Il risparmio gestito italiano si riunisce come ogni anno in occasione del Salone del Risparmio, l’evento di settore più importante in Europa, ideato da Assogestioni, l’associazione che riunisce le società di gestione del risparmio operanti in Italia. Sotto la lente il futuro di un’industria il cui ruolo è sempre più centrale nell’affrontare le sfide di uno scenario in grande trasformazione, tra tensioni geopolitiche, transizione energetica e innovazione tecnologica. Tutti ambiti che richiedono una grande quantità di capitali da investire per migliorare la competitività dell’economia e costruire un futuro di crescita.
A dare la misura dell’opportunità e del potenziale sono i numeri: la liquidità delle famiglie (conti correnti e depositi) supera 1.500 miliardi. In Europa, inoltre, circa il 31% dei risparmi è ancora detenuto in liquidità, per un totale di 11.000 miliardi di euro. È anche per questo che Assogestioni ha scelto come filo conduttore dell’edizione 2026 il concetto di “Risparmio in movimento”, per riportare al centro l’idea che la ricchezza, se messa al lavoro, possa diventare un motore di stabilità e sviluppo.
In questa direzione va la riflessione di Fabio Galli, direttore generale dell’Associazione, che richiama il bisogno di un approccio più consapevole in una fase segnata da volatilità e trasformazioni profonde. «In uno scenario in cui assistiamo a picchi di volatilità, inverno demografico e accelerazione tecnologica, gli investimenti devono essere sempre più disciplinati e pazienti», spiega.
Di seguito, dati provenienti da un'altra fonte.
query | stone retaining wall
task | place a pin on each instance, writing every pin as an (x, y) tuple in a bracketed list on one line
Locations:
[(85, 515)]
E aggiunge che il risparmiatore, oggi, «ha bisogno non solo di informazioni, ma di chiavi di lettura, di orientamento, di strumenti per ricondurre la complessità a scelte coerenti con i propri obiettivi». Il nodo, secondo Galli, è che «troppo spesso il risparmio è fermo o allocato su strumenti percepiti come rassicuranti ma non sempre adeguati a soddisfare i bisogni di lungo termine».
Da qui il collegamento con alcuni dei temi più rilevanti delle conferenze a cura di Assogestioni. Uno riguarda la previdenza complementare, tornata al centro del dibattito anche per le novità dell’ultima Legge di Bilancio. Un altro filone è quello dei mercati privati e del modo in cui possono diventare un canale più diretto tra risparmio e fabbisogno di finanziamento delle imprese.
Infine, l’innovazione tecnologica, con particolare focus sull’intelligenza artificiale. «L’AI non intacca la responsabilità fiduciaria, non sostituisce il giudizio professionale e non rende marginale il ruolo dell’intermediazione qualificata», sottolinea Galli. In un’epoca in cui la tecnologia può amplificare velocità e complessità, la differenza continua a farla il fattore umano e le competenze dei professionisti.